See CHANGELOG.md for the full version history.

Overview

GhostScraper wraps Playwright with persistent JSON caching (via cacherator.JSONCache), retry logic, and multiple output formats. The primary interface is GhostScraper. PlaywrightScraper is the lower-level browser automation layer used internally.

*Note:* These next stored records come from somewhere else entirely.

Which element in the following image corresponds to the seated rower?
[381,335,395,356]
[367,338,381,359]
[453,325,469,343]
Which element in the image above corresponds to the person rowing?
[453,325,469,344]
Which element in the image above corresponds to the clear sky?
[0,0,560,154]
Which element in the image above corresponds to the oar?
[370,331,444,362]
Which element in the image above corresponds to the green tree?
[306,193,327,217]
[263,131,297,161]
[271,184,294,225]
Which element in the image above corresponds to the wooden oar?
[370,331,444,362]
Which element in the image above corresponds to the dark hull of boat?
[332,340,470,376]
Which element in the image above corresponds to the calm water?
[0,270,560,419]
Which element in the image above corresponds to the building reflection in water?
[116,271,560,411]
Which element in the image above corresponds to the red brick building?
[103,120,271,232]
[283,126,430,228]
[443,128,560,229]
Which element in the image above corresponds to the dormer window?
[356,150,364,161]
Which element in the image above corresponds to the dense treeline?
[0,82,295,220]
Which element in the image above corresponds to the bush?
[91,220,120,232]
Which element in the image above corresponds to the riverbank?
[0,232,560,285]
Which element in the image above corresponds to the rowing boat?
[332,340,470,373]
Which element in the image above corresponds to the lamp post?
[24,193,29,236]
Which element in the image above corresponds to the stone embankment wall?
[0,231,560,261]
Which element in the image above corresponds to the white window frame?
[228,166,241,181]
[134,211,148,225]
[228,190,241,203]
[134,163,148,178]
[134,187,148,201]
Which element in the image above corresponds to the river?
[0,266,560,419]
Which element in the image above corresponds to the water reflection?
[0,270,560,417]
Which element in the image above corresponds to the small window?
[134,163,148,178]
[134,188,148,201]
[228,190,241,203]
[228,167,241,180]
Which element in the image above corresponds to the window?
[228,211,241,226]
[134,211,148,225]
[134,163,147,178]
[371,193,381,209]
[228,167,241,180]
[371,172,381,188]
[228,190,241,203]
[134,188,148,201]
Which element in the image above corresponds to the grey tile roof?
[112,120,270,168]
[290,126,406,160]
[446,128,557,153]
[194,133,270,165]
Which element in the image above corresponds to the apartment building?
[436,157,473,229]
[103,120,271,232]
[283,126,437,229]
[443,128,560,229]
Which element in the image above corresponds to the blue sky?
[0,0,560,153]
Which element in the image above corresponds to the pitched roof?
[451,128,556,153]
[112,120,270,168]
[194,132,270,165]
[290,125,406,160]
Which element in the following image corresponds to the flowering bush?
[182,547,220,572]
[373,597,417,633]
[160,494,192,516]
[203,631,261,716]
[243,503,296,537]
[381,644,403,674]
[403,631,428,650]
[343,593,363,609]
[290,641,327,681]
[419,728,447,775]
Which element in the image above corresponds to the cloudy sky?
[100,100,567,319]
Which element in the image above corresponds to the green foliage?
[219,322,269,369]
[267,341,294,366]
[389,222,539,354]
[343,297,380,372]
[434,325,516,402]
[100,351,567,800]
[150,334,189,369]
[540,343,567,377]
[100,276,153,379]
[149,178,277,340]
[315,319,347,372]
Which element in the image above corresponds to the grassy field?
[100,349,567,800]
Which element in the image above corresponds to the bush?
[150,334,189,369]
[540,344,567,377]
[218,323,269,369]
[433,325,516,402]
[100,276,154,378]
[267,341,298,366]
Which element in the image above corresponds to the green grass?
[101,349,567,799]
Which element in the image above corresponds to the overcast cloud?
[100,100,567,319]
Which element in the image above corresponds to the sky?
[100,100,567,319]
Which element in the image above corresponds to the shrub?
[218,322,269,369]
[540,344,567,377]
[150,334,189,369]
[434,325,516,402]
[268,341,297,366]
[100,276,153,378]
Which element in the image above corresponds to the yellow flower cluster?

All scraping methods are async. Results (html, response_code, response_headers, redirect_chain) are cached to disk on first fetch and restored on subsequent instantiation with the same URL. Derived outputs (markdown, text, authors, soup, seo, article) are computed in-memory from the cached HTML and are not persisted.

Installation

pip install ghostscraper

GhostScraper

Constructor

GhostScraper(
    url: str = "",
    clear_cache: bool = False,
    ttl: int = 999,
    markdown_options: Optional[Dict[str, Any]] = None,
    logging: bool = True,
    dynamodb_table: Optional[str] = None,
    on_progress: Optional[Callable] = None,
    **kwargs  # passed to PlaywrightScraper
)

Parameters:

  • url: The URL to scrape.
  • clear_cache: Clear existing cache on initialization. Default: False.
  • ttl: Cache time-to-live in days. Default: 999.
  • markdown_options: Options forwarded to html2text.HTML2Text for Markdown conversion.
  • logging: Enable/disable logging. Default: True.
  • dynamodb_table: DynamoDB table name for cross-machine caching. Replaces local cache when set. Default: None.
  • on_progress: Callback fired at key scraping events. Accepts sync and async callables. Default: None.
  • **kwargs: Forwarded to PlaywrightScraper (see below).

PlaywrightScraper kwargs:

  • browser_type: "chromium" | "firefox" | "webkit". Default: "chromium".
  • headless: Run browser headlessly. Default: True.
  • browser_args: Extra args passed to browser.launch().
  • context_args: Extra args passed to browser.new_context().
  • max_retries: Retry attempts per URL. Default: 3.
  • backoff_factor: Exponential backoff multiplier. Default: 2.0.
  • network_idle_timeout: Timeout in ms for the networkidle strategy. Default: 3000.
  • load_timeout: Timeout in ms for all other strategies. Default: 20000.
  • wait_for_selectors: CSS selectors to wait for after page load.
  • load_strategies: Loading strategy chain. Default: ["load", "networkidle", "domcontentloaded"].
  • no_retry_on: Status codes that abort retries immediately (e.g. [404, 410]). Default: None.

Instance Attributes

  • url (str): The URL this scraper was initialized with.
  • error (Exception | None): Set when a fetch fails under fail_fast=False in scrape_many. When set, html() returns "" and response_code() returns None.

Methods

All methods trigger a fetch (or cache restore) on first call. Subsequent calls return the cached/computed value.

async html() -> str

Raw HTML of the page. Returns "" if self.error is set.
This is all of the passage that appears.